İZZET ÇETİN (Devamla) - Değerli arkadaşlar, bu olayı cemaat-AKP hesaplaşması gibi küçültmenin bir mantığı yok. On bir yıldan bu yana adım adım demokrasiden uzaklaşmanın doğal sonucudur yaşadıklarımız ama keşke benim ülkem böylesi çirkinlikleri yaşamasa.
Bakınız, özelleştirmelerle başladı. Özelleştirmelerde Balıkesir SEKA'ya 133 milyon dolar değer tespiti yapıldı, yandaş Albayraklara 1 milyon 105 bin dolara verildi, bir daire parasına.
TÜPRAŞ'ın yüzde 65'i 1 milyar 305 milyon dolara satıldı. PETROL-İŞ Sendikamız dava açtı, Danıştay iptal etti. Bir yıl sonra yüzde 49'u bu sefer 4 milyar 100 milyon dolara satıldı. Aradaki 3 milyar doların hesabı sorulmadı. Deniz Feneri'nin hesabı sorulmadı.

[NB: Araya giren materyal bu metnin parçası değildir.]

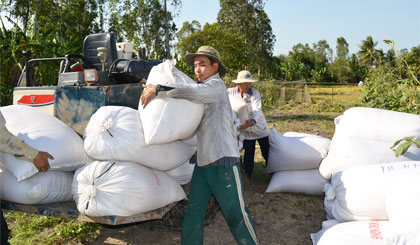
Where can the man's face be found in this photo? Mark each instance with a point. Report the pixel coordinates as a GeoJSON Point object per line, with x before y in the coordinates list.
{"type": "Point", "coordinates": [203, 68]}
{"type": "Point", "coordinates": [243, 87]}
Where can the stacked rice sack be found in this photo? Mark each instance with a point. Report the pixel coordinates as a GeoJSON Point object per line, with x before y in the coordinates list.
{"type": "Point", "coordinates": [19, 180]}
{"type": "Point", "coordinates": [294, 159]}
{"type": "Point", "coordinates": [142, 155]}
{"type": "Point", "coordinates": [373, 196]}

2002 yılı 3 Kasım seçimlerinden önce iki genel başkan, o günkü Genel Başkanımız Sayın Deniz Baykal'la birlikte Başbakan kürsüye çıktığında, dokunulmazlıkları kaldırmak için anlaştılar; kim iktidar olursa dokunulmazlıkları kaldıracaktı. Ne oldu? Dokunulmazlıkları kaldırsaydık ne olurdu? Bugün bakanların çocuklarına, yarın belki başka bakanlara kadar uzanacak bu yüz kızartıcı halkalar yaşanmayabilirdi. Ne dedi Başbakan o zaman? "Dokunulmazlıkları kaldıralım da bir gecede polis bizi evden toplasın mı?" dedi. Kaldırmadınız ama on iki yıl sonra geldiğiniz noktada dokunmak zorunda kaldılar. Eğer o gün dokunulmazlıklar kalkmış olsa temiz siyaset Türkiye'ye yerleşir, hepimiz yüzü ak, başı dik, gerine gerine siyaset yapardık. Belki çocuklarınız da dokunulmazlık zırhının altına saklanarak böylesi yüzünüzü kızartacak işlere girişmezlerdi.

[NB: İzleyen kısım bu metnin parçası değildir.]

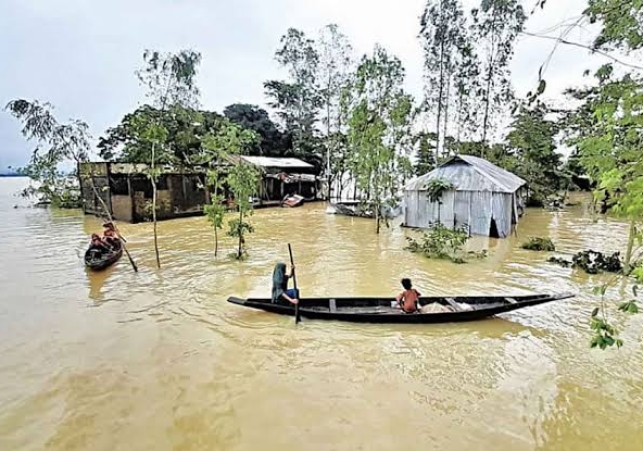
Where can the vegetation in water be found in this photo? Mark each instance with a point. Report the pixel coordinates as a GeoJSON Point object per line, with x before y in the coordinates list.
{"type": "Point", "coordinates": [170, 80]}
{"type": "Point", "coordinates": [219, 148]}
{"type": "Point", "coordinates": [243, 181]}
{"type": "Point", "coordinates": [443, 243]}
{"type": "Point", "coordinates": [538, 244]}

Değerli arkadaşlar, gerçekten, bu ülke bizim ülkemiz yani bizim ülkemizde demokrasi, insan hakları elbette gelişmeli. Bakınız, arkadaşlar açlık grevinde. Neden? Hukuk zedelendi bu ülkede, yargı taraflı hâle geldi. Anadolu'nun bir yerinde başka bir yargı ya da hüküm, bir başka yerinde bir başka hüküm uygulanır ve böylesi bir noktaya taşınırsa ülke, elbette adalet hepimiz için aranır bir noktaya düşer. Bugün haksızlığa uğradığı için hakkını hukuk yoluyla arayanları horlar, iter kakarsanız yarınlarda umarım sizler aynı duruma düşmezsiniz. Ben orada mücadele eden arkadaşların bu haklı mücadelesini İzzet Çetin olarak yürekten destekliyorum. (BDP sıralarından alkışlar) Gelin, bu ülke hepimizin, barışı, dostluğu, dayanışmayı güçlendirelim, demokrasiyi ve özgürlükleri genişletelim, kirli siyasetten arınmak için dokunulmazlıkları kaldıralım, şu kürsüde konuşma dışında herkes hesabını versin, Başbakan bile olsa.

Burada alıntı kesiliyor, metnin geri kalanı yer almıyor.